Exit chroot, unmount, detach:
```
exit
sudo umount /mnt/recovery/dev
sudo umount /mnt/recovery/proc
sudo umount /mnt/recovery/sys
sudo umount /mnt/recovery
```
Then detach the volume from the recovery instance (same way you attached it) and attach it back to your original instance. Name it as /dev/sda1 (root). Start the instance. It should boot normally on the old kernel.

Alternative fix: EC2 Serial Console

If you've enabled EC2 Serial Console on your account and the instance has it, you can skip the recovery instance entirely.
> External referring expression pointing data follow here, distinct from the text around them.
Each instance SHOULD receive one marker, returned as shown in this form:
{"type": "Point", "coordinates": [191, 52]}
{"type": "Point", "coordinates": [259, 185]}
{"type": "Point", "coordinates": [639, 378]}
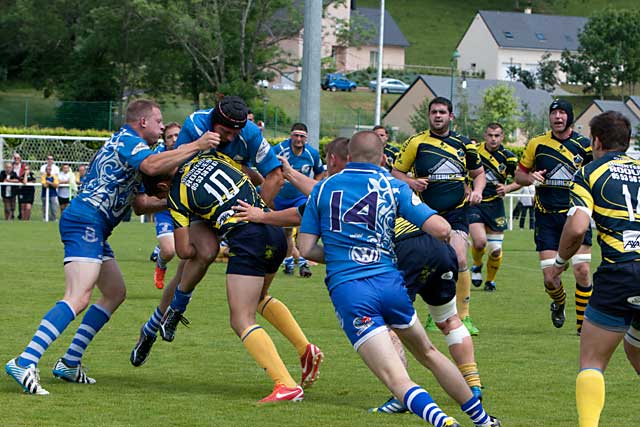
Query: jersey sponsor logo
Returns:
{"type": "Point", "coordinates": [362, 324]}
{"type": "Point", "coordinates": [263, 150]}
{"type": "Point", "coordinates": [138, 148]}
{"type": "Point", "coordinates": [631, 240]}
{"type": "Point", "coordinates": [364, 255]}
{"type": "Point", "coordinates": [90, 235]}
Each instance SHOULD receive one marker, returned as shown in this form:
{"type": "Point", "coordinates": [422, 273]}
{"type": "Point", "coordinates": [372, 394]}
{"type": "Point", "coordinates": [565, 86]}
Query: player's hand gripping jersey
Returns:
{"type": "Point", "coordinates": [609, 190]}
{"type": "Point", "coordinates": [561, 160]}
{"type": "Point", "coordinates": [498, 165]}
{"type": "Point", "coordinates": [445, 161]}
{"type": "Point", "coordinates": [207, 187]}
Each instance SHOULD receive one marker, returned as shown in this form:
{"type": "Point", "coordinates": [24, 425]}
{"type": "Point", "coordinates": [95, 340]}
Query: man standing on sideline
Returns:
{"type": "Point", "coordinates": [85, 227]}
{"type": "Point", "coordinates": [165, 250]}
{"type": "Point", "coordinates": [549, 162]}
{"type": "Point", "coordinates": [306, 160]}
{"type": "Point", "coordinates": [606, 191]}
{"type": "Point", "coordinates": [389, 150]}
{"type": "Point", "coordinates": [488, 220]}
{"type": "Point", "coordinates": [354, 213]}
{"type": "Point", "coordinates": [440, 160]}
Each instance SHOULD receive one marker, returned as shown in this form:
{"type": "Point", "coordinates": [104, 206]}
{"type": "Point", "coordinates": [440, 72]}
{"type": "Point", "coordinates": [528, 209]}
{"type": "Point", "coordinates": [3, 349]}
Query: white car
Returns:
{"type": "Point", "coordinates": [389, 85]}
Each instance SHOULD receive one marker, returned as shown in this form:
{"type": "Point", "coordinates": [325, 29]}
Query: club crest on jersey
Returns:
{"type": "Point", "coordinates": [90, 235]}
{"type": "Point", "coordinates": [362, 324]}
{"type": "Point", "coordinates": [364, 255]}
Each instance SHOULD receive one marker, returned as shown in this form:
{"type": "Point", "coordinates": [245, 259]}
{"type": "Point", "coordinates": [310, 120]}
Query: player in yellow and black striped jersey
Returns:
{"type": "Point", "coordinates": [549, 162]}
{"type": "Point", "coordinates": [439, 161]}
{"type": "Point", "coordinates": [205, 189]}
{"type": "Point", "coordinates": [488, 220]}
{"type": "Point", "coordinates": [608, 191]}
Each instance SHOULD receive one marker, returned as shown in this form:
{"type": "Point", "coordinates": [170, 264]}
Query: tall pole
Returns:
{"type": "Point", "coordinates": [310, 85]}
{"type": "Point", "coordinates": [379, 77]}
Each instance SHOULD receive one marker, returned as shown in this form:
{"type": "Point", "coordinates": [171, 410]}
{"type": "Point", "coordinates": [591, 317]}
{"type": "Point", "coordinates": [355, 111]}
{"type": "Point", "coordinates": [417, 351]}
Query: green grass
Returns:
{"type": "Point", "coordinates": [205, 378]}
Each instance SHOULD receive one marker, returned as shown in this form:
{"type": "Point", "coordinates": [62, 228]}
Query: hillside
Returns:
{"type": "Point", "coordinates": [434, 27]}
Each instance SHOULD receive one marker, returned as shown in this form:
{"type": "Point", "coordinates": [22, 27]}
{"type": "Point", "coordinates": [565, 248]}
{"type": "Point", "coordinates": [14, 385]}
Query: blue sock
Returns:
{"type": "Point", "coordinates": [153, 324]}
{"type": "Point", "coordinates": [92, 322]}
{"type": "Point", "coordinates": [476, 412]}
{"type": "Point", "coordinates": [52, 325]}
{"type": "Point", "coordinates": [419, 401]}
{"type": "Point", "coordinates": [180, 300]}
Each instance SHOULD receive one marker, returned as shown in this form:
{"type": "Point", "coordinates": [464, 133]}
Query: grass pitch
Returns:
{"type": "Point", "coordinates": [205, 377]}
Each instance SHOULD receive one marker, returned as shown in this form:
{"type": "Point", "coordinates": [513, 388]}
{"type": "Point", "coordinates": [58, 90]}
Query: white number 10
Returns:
{"type": "Point", "coordinates": [629, 202]}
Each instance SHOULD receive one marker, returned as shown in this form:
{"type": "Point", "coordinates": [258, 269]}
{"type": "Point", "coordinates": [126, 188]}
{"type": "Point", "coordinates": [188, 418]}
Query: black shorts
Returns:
{"type": "Point", "coordinates": [430, 268]}
{"type": "Point", "coordinates": [255, 249]}
{"type": "Point", "coordinates": [458, 219]}
{"type": "Point", "coordinates": [613, 285]}
{"type": "Point", "coordinates": [490, 214]}
{"type": "Point", "coordinates": [548, 230]}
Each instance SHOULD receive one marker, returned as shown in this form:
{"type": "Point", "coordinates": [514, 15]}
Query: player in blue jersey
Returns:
{"type": "Point", "coordinates": [306, 160]}
{"type": "Point", "coordinates": [165, 250]}
{"type": "Point", "coordinates": [242, 141]}
{"type": "Point", "coordinates": [549, 162]}
{"type": "Point", "coordinates": [607, 191]}
{"type": "Point", "coordinates": [85, 227]}
{"type": "Point", "coordinates": [354, 213]}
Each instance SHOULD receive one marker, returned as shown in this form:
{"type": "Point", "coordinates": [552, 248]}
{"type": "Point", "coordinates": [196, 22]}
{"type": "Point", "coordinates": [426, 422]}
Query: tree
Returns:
{"type": "Point", "coordinates": [609, 52]}
{"type": "Point", "coordinates": [546, 74]}
{"type": "Point", "coordinates": [419, 120]}
{"type": "Point", "coordinates": [498, 105]}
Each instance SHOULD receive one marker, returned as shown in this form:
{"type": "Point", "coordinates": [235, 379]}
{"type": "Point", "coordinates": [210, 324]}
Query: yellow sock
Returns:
{"type": "Point", "coordinates": [279, 316]}
{"type": "Point", "coordinates": [477, 255]}
{"type": "Point", "coordinates": [470, 373]}
{"type": "Point", "coordinates": [463, 293]}
{"type": "Point", "coordinates": [259, 345]}
{"type": "Point", "coordinates": [589, 397]}
{"type": "Point", "coordinates": [493, 264]}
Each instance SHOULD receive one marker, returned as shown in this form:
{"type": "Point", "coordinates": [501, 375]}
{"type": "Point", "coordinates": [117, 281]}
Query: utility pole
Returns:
{"type": "Point", "coordinates": [310, 85]}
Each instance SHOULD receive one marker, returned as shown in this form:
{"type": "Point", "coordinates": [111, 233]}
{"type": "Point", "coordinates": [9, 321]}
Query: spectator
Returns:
{"type": "Point", "coordinates": [64, 192]}
{"type": "Point", "coordinates": [9, 192]}
{"type": "Point", "coordinates": [49, 182]}
{"type": "Point", "coordinates": [26, 193]}
{"type": "Point", "coordinates": [55, 170]}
From the console, select your instance, go to Actions > Monitor and troubleshoot > Get system log. That shows serial output. But to interactively select a kernel at boot, you need to use the AWS CLI or SDK to connect to the serial port. This is faster but requires the instance to be configured to show the GRUB menu (most aren't by default). The recovery instance method works 100% of the time.

Alternative fix: Snapshot and launch replacement

Don't want to mess with volumes? Take a snapshot of the broken root volume, launch a new instance from an older AMI, then copy your data over. This is the nuclear option — you lose any system-level customizations. Only do this if the recovery instance approach sounds too complex or you don't have time. A snapshot preserves your data, so you can still grab files later.

Prevention tip

Block automatic kernel updates. On Amazon Linux 2, run:

sudo yum update --security --exclude=kernel*

And pin the kernel in /etc/yum.conf with exclude=kernel*. Do updates manually: yum update kernel* when you're ready to reboot. On Ubuntu, hold the kernel package with apt-mark hold linux-image-$(uname -r) and only upgrade kernels in test instances first. Also enable the EC2 Serial Console before you need it — it's a lifesaver when things go sideways.

The root cause of most reboot loops after kernel updates on EC2 is that you're running a kernel that the instance's underlying hardware (especially Nitro-based types like t3, m5, c5) doesn't support without the right modules baked into the initramfs. Always rebuild the initramfs before rebooting if you manually compile or install a kernel. That's the step everyone skips, and it's what gets you into this loop.